Advances in understanding the regulation of antibiotic synthesis in Streptomyces have come from the study of antibiotic synthesis in the genetically well characterized strain Streptomyces coelicolor. The four antibiotics produced by S. coelicolor, actinorhodin (Act), undecylprodigiosin (Red), calcium dependent antibiotic (CDA) and methylenomycin (Mmy), are biosynthetically and genetically distinct, genes for the synthesis of each of the antibiotics being encoded in genetically unlinked clusters. All four biosynthetic loci have been genetically well characterized and three biosynthetic gene clusters have been cloned; the act genes; the red genes; and the muny genes. Expression of act biosynthetic genes has been shown to depend on a gene, linked to the biosynthetic genes, designated actII-ORF4 (Fernandez-Moreno, M. A., et al., Cell 66:769-780 (1991); Gramajo, H. C., et al., Mol. Microbiol. 7:837-845 (1993)). Similarly, redD, which is linked to red biosynthetic genes, is required for expression of at least some red genes. ActII-ORF4 and RedD have been termed pathway-specific activators, and numerous antibiotic biosynthetic gene clusters in a variety of streptomycetes require the function of a genetically-linked pathway-specific activator for expression.

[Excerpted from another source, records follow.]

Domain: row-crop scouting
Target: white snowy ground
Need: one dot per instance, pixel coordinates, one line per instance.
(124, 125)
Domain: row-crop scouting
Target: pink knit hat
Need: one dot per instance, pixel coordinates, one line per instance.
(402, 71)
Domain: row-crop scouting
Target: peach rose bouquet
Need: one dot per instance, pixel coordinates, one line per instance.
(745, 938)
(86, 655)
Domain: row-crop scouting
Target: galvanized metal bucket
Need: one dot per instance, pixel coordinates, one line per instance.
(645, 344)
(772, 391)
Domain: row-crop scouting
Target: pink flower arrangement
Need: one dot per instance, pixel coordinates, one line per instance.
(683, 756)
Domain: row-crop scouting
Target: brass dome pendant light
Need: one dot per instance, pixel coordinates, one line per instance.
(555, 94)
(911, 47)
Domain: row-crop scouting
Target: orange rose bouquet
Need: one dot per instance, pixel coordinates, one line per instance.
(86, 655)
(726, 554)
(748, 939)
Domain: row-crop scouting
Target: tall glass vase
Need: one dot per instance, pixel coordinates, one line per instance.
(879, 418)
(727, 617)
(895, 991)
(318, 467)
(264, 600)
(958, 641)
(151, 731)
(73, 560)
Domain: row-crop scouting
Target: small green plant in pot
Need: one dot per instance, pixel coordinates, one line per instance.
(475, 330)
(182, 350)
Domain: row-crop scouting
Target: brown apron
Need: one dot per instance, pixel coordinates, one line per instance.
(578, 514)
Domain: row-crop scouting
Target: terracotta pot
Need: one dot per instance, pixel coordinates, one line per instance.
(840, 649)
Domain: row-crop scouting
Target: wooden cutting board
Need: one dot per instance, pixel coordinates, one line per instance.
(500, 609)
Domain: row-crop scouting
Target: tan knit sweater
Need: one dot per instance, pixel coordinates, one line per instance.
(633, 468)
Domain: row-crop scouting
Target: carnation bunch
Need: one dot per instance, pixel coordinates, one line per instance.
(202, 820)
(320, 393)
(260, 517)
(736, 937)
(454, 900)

In addition to genes whose products specifically regulate the expression of one of the antibiotic gene clusters, a number of loci have been identified which contain genes that globally regulate more than one of the antibiotic biosynthetic clusters. Mutations in some of these, the bld loci, pleitropically block the synthesis of all four antibiotics as well as the production of sporulating aerial hyphae (Champness, W. C., J. Bacteriol. 170:1168-1174 (1988)). Other genes including abaA (Fernandez-Moreno, M. A., et al., J. Bacteriol. 174:2958-2967 (1992)), afsQ1-Q2 (Ishizuka, H., et al., J. Bacteriol. 174:7585-7594 (1992)) and afsR-K-R2 (Stein, D., et al., J. Bacteriol. 171:2258-2261 (1989)), play a role in the regulation of two or three of the antibiotics.
Mutations in two loci, absA (Adamidis, T., et al., J. Bacteriol. 172:2962-2969 (1990)) and absB (Adamidis, T., et al., J. Bacteriol. 174:4622-4628 (1992)) are known to block the synthesis of all four antibiotics, while having no pleiotropic effects upon morphological development. In addition suppressors of absA mutations (sab) exist which restore antibiotic synthesis to normal or even greater than normal levels. Thus the prior art has presumed that modification of the absA gene interrupts antibiotic production.